A group critics describe as racist is backing a lawsuit against Pima Community College on behalf of a Tucson nursing student who claims the college's learning environment "is hostile to English-language speakers."
The Virginia-based group, ProEnglish, supports the lawsuit on its website and is holding a news conference this week. It said in a news release Friday that PCC officials "mistreated and discriminated against" the student, Terri Bennett, when she complained about the problem.
Bennett's lawsuit says she was suspended after telling college officials that she was unable to study properly because Spanish-speaking students chat incessantly and translate out loud for each other during class.
The "talking, interruptions and distractions, all in Spanish" reached the point that "it impeded Ms. Bennett's ability to concentrate, focus, listen to the lecture and do group studies," the lawsuit said.
PCC spokesman C.J. Karamargin said he can't comment on the specifics of the case while it's before the court, but said "we are confident the evidence will demonstrate that the college acted appropriately."

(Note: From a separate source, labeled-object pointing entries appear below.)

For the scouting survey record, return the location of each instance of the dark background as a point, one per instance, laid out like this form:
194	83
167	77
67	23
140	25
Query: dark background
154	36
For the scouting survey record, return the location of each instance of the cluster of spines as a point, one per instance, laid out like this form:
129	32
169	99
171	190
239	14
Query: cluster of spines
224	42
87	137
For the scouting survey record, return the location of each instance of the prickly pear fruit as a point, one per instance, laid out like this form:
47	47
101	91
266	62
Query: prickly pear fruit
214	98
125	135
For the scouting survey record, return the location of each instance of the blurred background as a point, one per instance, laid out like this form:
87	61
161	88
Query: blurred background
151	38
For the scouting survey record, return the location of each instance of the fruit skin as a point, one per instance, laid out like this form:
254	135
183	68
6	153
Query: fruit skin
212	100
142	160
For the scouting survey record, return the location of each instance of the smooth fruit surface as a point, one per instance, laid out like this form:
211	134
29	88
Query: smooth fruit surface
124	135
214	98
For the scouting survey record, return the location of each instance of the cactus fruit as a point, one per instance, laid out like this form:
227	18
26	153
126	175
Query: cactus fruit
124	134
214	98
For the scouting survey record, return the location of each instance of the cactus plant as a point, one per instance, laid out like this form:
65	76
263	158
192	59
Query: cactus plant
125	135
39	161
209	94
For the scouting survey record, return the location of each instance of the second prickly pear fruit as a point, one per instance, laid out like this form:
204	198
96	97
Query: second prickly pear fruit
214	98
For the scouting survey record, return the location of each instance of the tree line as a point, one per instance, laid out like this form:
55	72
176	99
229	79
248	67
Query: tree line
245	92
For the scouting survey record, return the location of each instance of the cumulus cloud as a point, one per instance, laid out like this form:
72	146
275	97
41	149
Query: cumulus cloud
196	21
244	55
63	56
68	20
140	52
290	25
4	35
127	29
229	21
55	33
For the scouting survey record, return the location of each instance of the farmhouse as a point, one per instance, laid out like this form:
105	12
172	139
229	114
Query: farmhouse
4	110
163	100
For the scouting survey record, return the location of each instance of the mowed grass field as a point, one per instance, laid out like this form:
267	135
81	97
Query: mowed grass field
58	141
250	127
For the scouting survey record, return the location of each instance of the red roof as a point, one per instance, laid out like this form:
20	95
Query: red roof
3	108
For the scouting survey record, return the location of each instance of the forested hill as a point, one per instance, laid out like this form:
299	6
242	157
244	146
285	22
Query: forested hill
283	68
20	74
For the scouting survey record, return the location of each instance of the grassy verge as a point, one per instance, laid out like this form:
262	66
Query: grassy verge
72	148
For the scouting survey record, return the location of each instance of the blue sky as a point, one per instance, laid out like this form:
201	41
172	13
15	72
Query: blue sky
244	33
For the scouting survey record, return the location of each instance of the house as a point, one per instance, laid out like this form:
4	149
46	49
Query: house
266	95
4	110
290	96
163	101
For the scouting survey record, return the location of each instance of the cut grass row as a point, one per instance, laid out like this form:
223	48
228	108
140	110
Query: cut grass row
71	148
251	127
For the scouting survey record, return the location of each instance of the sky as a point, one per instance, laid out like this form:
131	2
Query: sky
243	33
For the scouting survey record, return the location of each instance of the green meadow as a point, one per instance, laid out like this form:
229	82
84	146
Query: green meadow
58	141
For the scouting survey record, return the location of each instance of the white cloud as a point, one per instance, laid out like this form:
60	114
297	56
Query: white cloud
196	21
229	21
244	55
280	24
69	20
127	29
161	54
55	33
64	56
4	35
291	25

Bennett was suspended in May from PCC's Desert Vista campus, located in a neighborhood heavily populated with native Spanish-speakers. Her lawsuit says one college official called her "a bigot and a bitch" when she complained.
It also says PCC justified the suspension by accusing Bennett of disrupting class and "displaying intimidating behavior to students, faculty and staff."
A few weeks ago, Bennett's lawyer, John Munger of Tucson, filed paperwork in Pima County Superior Court asking a judge to review the college's handling of the matter.
Bennett is seeking to have her suspension overturned, her legal costs covered and an awarding of "further relief as the court may deem just and proper."
Some ProEnglish board members are linked to organizations that critics describe as promoters of racial hatred.
For example, Phil Kent, the ProEnglish spokesman for the PCC lawsuit, also is executive director of the Virginia-based American Immigration Control Foundation. The foundation is listed as an "active U.S. hate group" on the website of the Southern Poverty Law Center, a national watchdog group based in Alabama that battles racism and other discrimination.
Another ProEnglish board member, John Tanton, is described by the watchdog group as "the racist architect of the modern anti-immigrant movement" with "many ties to white nationalism."
Kent, the ProEnglish spokesman, dismisses such criticism."They have always hated us and smeared us," he said of the Southern Poverty Law Center. "We just laugh it off and move on."
"We are confident the evidence will demonstrate that the college acted appropriately."